Mais des instruments juridiques existent également qui pourraient permettre au Liban de geler les avoirs issus du blanchiment, de la corruption ou de l’évasion fiscale et d’exiger leur recouvrement. C’est ce qu’a expliqué l’avocate Sandrine Giroud, associée au sein du cabinet suisse Lalive, spécialisée en recouvrement d’avoirs, en criminalité économique et entraide.

Dans sa présentation, l’avocate a ainsi rappelé que son pays avait reversé aux pays concernés quelque 2 milliards de dollars de fonds spoliés à des pays qui en avaient fait la demande lors de procédures judiciaires précises.
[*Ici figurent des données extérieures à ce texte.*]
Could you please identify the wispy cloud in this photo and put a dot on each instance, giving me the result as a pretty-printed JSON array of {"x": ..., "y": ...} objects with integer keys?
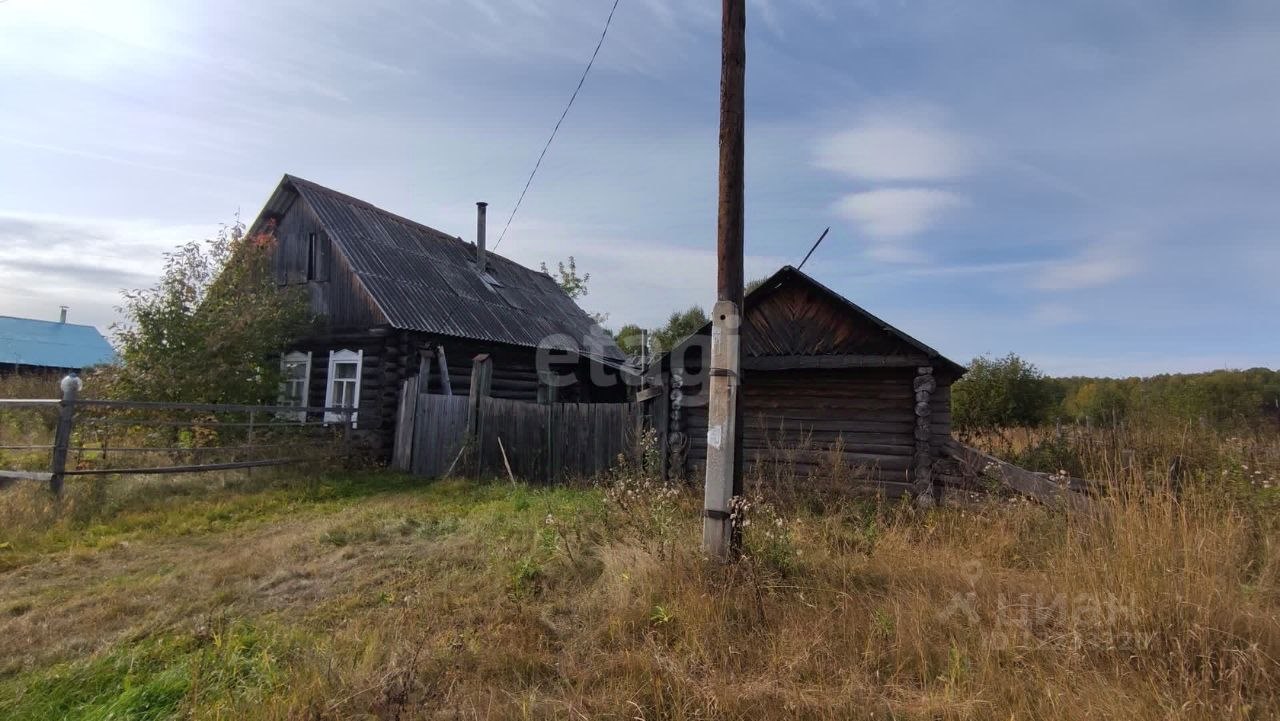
[
  {"x": 53, "y": 260},
  {"x": 897, "y": 145},
  {"x": 894, "y": 214},
  {"x": 1100, "y": 264},
  {"x": 1056, "y": 314}
]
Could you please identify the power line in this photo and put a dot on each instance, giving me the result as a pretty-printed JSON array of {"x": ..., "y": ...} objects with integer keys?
[
  {"x": 813, "y": 249},
  {"x": 556, "y": 129}
]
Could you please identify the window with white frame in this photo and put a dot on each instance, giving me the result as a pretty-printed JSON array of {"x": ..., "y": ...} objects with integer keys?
[
  {"x": 343, "y": 389},
  {"x": 296, "y": 382}
]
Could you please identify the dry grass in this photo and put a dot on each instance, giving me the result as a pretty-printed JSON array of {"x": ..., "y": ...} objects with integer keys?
[{"x": 384, "y": 598}]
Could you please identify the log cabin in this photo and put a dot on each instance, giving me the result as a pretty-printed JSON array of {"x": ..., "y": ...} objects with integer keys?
[
  {"x": 823, "y": 382},
  {"x": 397, "y": 299}
]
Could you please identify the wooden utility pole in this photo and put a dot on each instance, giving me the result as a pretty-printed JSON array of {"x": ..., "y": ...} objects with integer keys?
[{"x": 723, "y": 447}]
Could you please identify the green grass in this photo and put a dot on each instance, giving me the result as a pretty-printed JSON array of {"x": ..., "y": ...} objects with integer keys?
[
  {"x": 375, "y": 596},
  {"x": 152, "y": 679}
]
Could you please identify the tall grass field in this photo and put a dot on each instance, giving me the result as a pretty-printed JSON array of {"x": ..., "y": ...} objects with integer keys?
[{"x": 376, "y": 596}]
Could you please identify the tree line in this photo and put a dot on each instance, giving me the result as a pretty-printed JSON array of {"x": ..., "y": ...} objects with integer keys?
[{"x": 1008, "y": 392}]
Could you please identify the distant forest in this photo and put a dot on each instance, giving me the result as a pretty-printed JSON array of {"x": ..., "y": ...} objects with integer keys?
[{"x": 1011, "y": 392}]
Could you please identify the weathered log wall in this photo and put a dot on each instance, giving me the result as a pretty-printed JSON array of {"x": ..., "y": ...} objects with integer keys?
[{"x": 800, "y": 416}]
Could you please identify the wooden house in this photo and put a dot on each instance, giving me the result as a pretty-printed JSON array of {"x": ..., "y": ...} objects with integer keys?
[
  {"x": 823, "y": 382},
  {"x": 398, "y": 299},
  {"x": 30, "y": 346}
]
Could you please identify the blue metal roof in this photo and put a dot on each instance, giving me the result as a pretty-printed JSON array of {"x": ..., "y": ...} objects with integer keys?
[{"x": 50, "y": 343}]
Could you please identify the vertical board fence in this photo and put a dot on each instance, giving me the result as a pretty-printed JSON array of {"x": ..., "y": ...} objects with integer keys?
[{"x": 534, "y": 442}]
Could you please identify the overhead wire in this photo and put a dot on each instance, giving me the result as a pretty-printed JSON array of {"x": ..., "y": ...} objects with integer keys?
[{"x": 556, "y": 129}]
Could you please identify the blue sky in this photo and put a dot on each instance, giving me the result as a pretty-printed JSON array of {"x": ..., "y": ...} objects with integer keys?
[{"x": 1093, "y": 185}]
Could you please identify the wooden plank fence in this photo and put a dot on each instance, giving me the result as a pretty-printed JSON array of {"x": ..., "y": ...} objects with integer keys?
[{"x": 538, "y": 442}]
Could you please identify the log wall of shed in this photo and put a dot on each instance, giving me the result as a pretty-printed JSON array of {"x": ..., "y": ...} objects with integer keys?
[{"x": 799, "y": 416}]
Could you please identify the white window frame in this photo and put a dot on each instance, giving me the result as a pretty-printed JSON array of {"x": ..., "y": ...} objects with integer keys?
[
  {"x": 305, "y": 359},
  {"x": 334, "y": 359}
]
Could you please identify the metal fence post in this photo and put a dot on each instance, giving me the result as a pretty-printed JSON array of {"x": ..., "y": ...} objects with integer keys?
[
  {"x": 347, "y": 416},
  {"x": 71, "y": 386}
]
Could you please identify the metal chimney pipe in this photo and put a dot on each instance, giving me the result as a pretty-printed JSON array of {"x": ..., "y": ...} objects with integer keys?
[{"x": 481, "y": 260}]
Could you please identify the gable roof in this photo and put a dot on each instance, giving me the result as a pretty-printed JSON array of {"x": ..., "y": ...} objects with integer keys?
[
  {"x": 49, "y": 343},
  {"x": 424, "y": 279},
  {"x": 792, "y": 334}
]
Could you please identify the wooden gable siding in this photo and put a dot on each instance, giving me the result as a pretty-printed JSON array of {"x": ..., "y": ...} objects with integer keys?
[
  {"x": 798, "y": 320},
  {"x": 336, "y": 293}
]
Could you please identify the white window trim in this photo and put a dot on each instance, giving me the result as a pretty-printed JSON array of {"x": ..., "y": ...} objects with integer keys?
[
  {"x": 334, "y": 359},
  {"x": 305, "y": 359}
]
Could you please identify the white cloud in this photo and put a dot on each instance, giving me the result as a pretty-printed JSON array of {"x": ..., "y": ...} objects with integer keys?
[
  {"x": 897, "y": 213},
  {"x": 906, "y": 145},
  {"x": 83, "y": 263},
  {"x": 1101, "y": 264},
  {"x": 632, "y": 279}
]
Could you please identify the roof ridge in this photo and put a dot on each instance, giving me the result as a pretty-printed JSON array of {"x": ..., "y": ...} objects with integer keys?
[
  {"x": 50, "y": 322},
  {"x": 400, "y": 218}
]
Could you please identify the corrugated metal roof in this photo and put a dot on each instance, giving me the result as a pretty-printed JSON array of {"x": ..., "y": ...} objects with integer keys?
[
  {"x": 53, "y": 345},
  {"x": 789, "y": 274},
  {"x": 424, "y": 279}
]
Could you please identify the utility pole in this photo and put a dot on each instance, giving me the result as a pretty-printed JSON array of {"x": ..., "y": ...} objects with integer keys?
[{"x": 723, "y": 447}]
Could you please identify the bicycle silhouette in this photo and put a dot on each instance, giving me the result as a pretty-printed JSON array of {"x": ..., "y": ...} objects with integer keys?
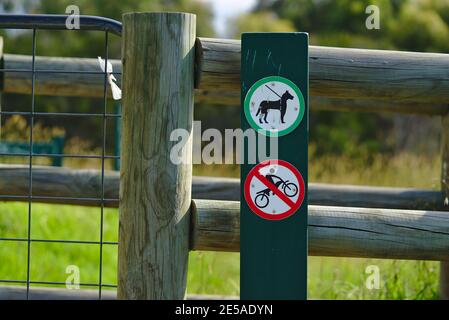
[{"x": 263, "y": 196}]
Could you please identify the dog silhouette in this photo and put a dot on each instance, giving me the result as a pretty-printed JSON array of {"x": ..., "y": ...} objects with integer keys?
[{"x": 281, "y": 105}]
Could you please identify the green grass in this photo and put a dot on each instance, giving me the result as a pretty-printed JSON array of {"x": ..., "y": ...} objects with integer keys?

Mais cela implique une coopération d’État à État et donc une volonté politique, sauf si l’État concerné est jugé légalement défaillant, ce qui n’est pas le cas du Liban. « En janvier 2020, le Liban a procédé à une demande d’entraide auprès de la Suisse, qui a renvoyé sa requête, lui demandant de fournir des informations complémentaires avant de pouvoir envisager d'accorder l'entraide », a rappelé l’avocate.

Mais des ONG et des particuliers peuvent aussi saisir la justice pénale suisse. « Toutefois, ils ne pourront pas par la suite être partie prenante des procédures entamées », a-t-elle relevé.

Pour l’heure, les mesures de rétorsion restent encore à l’état embryonnaire. « Le plus important pour le moment, c’est de s’entendre au niveau local sur une feuille de route pour sortir de la crise économique », a martelé Nassif Hitti.

Le sujet sera en tous les cas au cœur du prochain webinaire du Commerce du Levant et d’Aldic. Intitulé « Le Liban dans la tourmente économique et financière », cette visioconférence aura lieu le 15 octobre prochain avec l’économiste Nasser Saïdi, l’avocat et ancien ministre du Travail Camille Abou Sleiman et l’ancien ministre des Finances marocain Mohamad Berrada.